C1' = f' g' - e' h' = f (g+en) - e (h+fn) = fg - eh = C1
C2' = d' f' - b' h' = (d+bn) f - b (h+fn) = df - bh = C2
C3' = d' g' - c' h' = (d+bn)(g+en) - (c+an)(h+fn)
                    = (dg-ch) + n(-ah + bg - cf + de) + n^2(be - af)
                    = C3 + n B3 + n^2 A3
and so on...

it is found that
    A1',B1',C1' = A1,B1,C1
    A2',B2',C2' = A2,B2,C2
    A3',B3',C3' = A3, B3 + 2n A3, C3 + n B3 + n^2 A3

The previous two manipulations can be rephrased nicely in the language of linear algebra

    |a' b' e' f'| = | 0 1| |a b e f|
    |c' d' g' h'|   |-1 0| |c d g h|

    | A3'  B3'/2| = | 0 1| | A3  B3/2| |0 -1|
    |B3'/2  C3' |   |-1 0| |B3/2  C3 | |1  0|

    |a' b' e' f'| = |1 0| |a b e f|
    |c' d' g' h'|   |n 1| |c d g h|

    | A3'  B3'/2| = |1 0| | A3  B3/2| |1 n|
    |B3'/2  C3' |   |n 1| |B3/2  C3 | |0 1|

These two manipulations can be combined, and repeated, leading to the following general case

modify with any matrix such that ru - st = 1
    |a' b' e' f'| = |r s| |a b e f|
    |c' d' g' h'|   |t u| |c d g h|

    | A3'  B3'/2| = |r s| | A3  B3/2| |r t|
    |B3'/2  C3' |   |t u| |B3/2  C3 | |s u|

This freedom in the tuple is precisely the freedom in the equivalance relation mentioned above.
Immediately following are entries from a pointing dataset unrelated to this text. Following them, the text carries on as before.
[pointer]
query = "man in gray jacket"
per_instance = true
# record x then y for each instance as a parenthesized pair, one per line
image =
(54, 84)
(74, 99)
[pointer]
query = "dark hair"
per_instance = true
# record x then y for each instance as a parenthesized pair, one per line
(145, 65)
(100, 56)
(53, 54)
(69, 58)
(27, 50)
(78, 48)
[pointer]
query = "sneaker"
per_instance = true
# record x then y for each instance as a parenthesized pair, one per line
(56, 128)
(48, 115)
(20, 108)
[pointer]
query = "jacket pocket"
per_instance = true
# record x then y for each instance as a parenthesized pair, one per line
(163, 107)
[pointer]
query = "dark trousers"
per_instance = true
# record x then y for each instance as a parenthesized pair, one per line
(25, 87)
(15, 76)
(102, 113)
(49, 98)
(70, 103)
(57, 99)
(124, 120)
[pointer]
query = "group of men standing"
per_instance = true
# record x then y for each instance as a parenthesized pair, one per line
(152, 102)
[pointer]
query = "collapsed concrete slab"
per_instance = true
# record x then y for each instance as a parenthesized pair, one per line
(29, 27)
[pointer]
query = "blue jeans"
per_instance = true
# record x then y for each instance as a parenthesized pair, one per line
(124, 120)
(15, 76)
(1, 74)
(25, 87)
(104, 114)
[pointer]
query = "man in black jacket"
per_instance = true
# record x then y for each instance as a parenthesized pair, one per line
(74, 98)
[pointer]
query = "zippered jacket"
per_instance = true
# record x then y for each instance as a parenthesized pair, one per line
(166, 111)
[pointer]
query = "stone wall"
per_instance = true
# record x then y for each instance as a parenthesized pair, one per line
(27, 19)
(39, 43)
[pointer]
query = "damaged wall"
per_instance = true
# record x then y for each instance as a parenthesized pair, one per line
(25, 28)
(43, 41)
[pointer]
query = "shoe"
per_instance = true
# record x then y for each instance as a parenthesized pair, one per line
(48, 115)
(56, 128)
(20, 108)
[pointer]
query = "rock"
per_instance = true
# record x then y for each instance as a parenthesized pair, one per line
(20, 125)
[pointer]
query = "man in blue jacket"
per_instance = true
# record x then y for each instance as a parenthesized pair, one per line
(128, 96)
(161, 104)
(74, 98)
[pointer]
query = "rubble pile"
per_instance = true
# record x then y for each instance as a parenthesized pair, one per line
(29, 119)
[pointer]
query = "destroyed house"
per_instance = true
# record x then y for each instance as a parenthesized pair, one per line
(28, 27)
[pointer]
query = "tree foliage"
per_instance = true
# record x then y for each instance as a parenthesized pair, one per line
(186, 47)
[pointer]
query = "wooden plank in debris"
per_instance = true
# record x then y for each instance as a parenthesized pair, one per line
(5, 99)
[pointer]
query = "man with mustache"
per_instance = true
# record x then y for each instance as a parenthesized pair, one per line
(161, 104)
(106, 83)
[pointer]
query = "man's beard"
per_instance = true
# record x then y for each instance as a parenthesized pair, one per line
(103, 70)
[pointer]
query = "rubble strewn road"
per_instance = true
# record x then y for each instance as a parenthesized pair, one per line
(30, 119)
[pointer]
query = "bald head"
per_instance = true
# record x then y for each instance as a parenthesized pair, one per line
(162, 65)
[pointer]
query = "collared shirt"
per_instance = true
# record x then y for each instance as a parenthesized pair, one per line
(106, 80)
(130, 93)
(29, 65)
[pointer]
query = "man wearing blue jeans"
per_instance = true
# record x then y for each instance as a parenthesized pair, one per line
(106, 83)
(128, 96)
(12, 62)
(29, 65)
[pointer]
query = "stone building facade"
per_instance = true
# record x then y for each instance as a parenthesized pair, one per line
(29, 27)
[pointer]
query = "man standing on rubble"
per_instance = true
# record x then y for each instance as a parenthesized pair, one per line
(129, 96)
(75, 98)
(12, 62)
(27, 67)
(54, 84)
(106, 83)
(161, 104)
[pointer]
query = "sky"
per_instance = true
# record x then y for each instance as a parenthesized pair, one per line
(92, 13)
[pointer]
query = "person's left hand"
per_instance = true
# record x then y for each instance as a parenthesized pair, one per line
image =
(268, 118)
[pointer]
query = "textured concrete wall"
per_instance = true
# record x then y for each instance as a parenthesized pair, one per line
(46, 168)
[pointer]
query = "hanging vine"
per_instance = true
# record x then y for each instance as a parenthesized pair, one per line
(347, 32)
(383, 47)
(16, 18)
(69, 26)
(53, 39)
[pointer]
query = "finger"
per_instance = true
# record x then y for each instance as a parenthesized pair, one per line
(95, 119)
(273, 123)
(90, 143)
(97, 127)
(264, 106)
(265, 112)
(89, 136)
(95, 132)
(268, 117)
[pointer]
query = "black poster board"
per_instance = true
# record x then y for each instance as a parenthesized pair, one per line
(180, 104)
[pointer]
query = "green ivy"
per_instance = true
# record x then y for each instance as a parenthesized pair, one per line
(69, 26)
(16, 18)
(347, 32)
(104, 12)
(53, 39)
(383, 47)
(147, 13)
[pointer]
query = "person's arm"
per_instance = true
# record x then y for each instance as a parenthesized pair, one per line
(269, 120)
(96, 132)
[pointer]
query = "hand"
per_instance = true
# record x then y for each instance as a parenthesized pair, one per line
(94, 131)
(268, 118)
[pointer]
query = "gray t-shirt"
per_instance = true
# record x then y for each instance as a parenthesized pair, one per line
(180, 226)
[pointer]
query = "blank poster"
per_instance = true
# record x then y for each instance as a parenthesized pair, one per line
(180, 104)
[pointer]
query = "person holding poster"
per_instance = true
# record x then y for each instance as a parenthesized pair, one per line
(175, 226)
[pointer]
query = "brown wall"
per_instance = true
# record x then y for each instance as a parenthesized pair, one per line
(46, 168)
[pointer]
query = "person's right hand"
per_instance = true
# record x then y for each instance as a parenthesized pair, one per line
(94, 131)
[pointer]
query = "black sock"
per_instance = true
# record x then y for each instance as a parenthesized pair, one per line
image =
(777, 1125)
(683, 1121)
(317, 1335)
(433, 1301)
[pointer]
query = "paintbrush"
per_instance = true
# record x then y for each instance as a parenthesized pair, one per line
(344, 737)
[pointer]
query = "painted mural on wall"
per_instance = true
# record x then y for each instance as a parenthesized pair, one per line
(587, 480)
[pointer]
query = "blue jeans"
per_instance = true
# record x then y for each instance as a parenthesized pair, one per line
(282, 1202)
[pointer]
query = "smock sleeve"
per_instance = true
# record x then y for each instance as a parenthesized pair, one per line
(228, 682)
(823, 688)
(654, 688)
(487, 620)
A routine to do a general matrix transformation on the cube like this is provided in the algocomp library: transform_cube(cube, r,s,t,u).

Preserving Tuple1,Tuple3 or Tuple2,Tuple3

By symmetry of the cube and equations, similar manipulations can be done which only change Tuple2 or only change Tuple1.

Algebra details specific to the case of interest

From the constraint the discriminant is negative a prime number p, and the following constraint for any cube solution:

    B1^2 - 4 A1 C1 = B2^2 - 4 A2 C2 = B3^2 - 4 A3 C3 = - p

We can see that no tuple value can be zero, as that would require p to have a non-trivial factor.

Similarly, we can see that gcd(B1,A1) = gcd(B1,C1) = 1, and likewise for the other two forms.